COVID-19 is no longer global health emergency: World Health Organization

LONDON – COVID-19 no longer represents a global health emergency, the World Health Organization said on Friday, a major step towards the end of the pandemic that has killed more than 6.9 million people, disrupted the global economy and ravaged communities.

“Yesterday, the Emergency Committee met for the 15th time and recommended to me that I declare an end to the public health emergency of international concern. I’ve accepted that advice. It’s therefore with great hope that I declare COVID-19 over as a global health emergency,” said WHO Director-General Tedros Adhanom Ghebreyesus.

On January 30, 2020, the World Health Organization’s emergency committee declared that COVID-19 was at its highest level of alert, which helped to draw international attention to the health threat and encourage collaboration on vaccines and treatments. Now, over three years later, the WHO has lifted this status, indicating the progress that has been made in these areas.
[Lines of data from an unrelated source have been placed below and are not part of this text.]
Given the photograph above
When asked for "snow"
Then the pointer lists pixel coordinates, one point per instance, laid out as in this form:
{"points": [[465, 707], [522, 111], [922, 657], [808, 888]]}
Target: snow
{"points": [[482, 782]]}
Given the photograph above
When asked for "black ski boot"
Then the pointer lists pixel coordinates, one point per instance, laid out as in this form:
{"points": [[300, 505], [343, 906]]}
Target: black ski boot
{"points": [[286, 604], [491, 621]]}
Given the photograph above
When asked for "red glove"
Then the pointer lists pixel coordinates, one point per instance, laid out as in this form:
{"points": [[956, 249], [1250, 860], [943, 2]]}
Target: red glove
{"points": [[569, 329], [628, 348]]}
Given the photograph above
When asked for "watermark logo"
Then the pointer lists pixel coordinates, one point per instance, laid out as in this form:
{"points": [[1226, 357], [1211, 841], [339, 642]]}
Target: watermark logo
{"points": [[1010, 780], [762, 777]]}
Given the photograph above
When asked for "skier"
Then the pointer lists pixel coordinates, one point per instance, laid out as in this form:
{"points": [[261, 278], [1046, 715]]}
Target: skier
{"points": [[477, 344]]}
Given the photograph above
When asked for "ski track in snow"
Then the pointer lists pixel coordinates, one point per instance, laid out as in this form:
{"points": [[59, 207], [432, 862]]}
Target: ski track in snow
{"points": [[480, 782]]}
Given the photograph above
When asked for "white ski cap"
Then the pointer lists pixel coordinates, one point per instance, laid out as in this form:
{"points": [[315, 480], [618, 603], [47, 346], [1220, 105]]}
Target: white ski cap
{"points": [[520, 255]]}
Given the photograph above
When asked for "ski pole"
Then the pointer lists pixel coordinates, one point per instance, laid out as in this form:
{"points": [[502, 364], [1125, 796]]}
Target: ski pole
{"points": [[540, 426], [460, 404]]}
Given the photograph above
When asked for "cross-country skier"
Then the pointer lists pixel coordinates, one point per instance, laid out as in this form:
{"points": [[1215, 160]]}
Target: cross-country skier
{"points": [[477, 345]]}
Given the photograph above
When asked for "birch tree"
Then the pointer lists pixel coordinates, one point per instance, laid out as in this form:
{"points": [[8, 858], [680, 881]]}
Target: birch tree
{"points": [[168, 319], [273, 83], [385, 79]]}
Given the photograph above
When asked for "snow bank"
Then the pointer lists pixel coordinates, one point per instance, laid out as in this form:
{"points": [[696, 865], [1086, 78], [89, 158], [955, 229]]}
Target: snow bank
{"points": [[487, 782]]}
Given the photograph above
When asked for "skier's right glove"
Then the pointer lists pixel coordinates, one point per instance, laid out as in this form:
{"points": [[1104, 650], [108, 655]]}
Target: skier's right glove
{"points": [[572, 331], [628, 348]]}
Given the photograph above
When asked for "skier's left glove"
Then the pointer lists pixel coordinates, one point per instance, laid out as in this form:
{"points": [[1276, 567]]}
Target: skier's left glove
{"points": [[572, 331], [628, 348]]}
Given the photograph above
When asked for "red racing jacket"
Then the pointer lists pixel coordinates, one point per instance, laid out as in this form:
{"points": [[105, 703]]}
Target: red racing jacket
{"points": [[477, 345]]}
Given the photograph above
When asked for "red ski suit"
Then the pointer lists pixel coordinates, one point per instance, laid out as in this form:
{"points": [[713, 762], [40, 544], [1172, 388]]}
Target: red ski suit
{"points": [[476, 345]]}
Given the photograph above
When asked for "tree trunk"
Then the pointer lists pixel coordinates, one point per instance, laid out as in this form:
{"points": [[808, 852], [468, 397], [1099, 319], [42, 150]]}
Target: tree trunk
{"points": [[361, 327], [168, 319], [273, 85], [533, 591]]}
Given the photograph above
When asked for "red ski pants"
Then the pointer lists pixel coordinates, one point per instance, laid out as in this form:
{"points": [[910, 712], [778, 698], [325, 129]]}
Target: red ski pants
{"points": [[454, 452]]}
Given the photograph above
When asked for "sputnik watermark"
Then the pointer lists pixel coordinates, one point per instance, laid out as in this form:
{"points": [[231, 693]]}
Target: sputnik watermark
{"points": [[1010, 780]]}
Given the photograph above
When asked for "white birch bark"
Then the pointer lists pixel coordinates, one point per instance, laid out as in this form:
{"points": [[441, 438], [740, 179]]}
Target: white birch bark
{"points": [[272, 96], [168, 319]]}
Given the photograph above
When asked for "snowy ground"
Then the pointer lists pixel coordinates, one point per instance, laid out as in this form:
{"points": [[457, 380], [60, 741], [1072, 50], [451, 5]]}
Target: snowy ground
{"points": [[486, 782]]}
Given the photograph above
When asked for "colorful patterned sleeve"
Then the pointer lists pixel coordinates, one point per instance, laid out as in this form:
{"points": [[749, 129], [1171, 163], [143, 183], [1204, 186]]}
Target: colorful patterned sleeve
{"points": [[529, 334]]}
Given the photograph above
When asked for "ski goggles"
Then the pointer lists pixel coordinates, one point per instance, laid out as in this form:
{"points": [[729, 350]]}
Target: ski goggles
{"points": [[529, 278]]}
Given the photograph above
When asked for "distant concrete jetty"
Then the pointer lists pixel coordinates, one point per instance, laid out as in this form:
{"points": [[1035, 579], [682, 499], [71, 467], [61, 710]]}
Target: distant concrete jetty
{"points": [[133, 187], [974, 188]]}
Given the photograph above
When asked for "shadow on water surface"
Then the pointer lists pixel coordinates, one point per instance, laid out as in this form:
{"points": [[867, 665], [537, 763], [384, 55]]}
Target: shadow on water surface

However, the WHO has also stated that COVID-19 will remain present, even if it is no longer considered an emergency. According to WHO data, the death rate has decreased significantly from its peak of over 100,000 people per week in January 2021 to just over 3,500 people in the week ending on April 24.

Last year, U.S. President Joe Biden said the pandemic was over. Like a number of other countries, the world’s biggest economy has begun dismantling its domestic state of emergency for COVID, meaning it will stop paying for things like vaccines.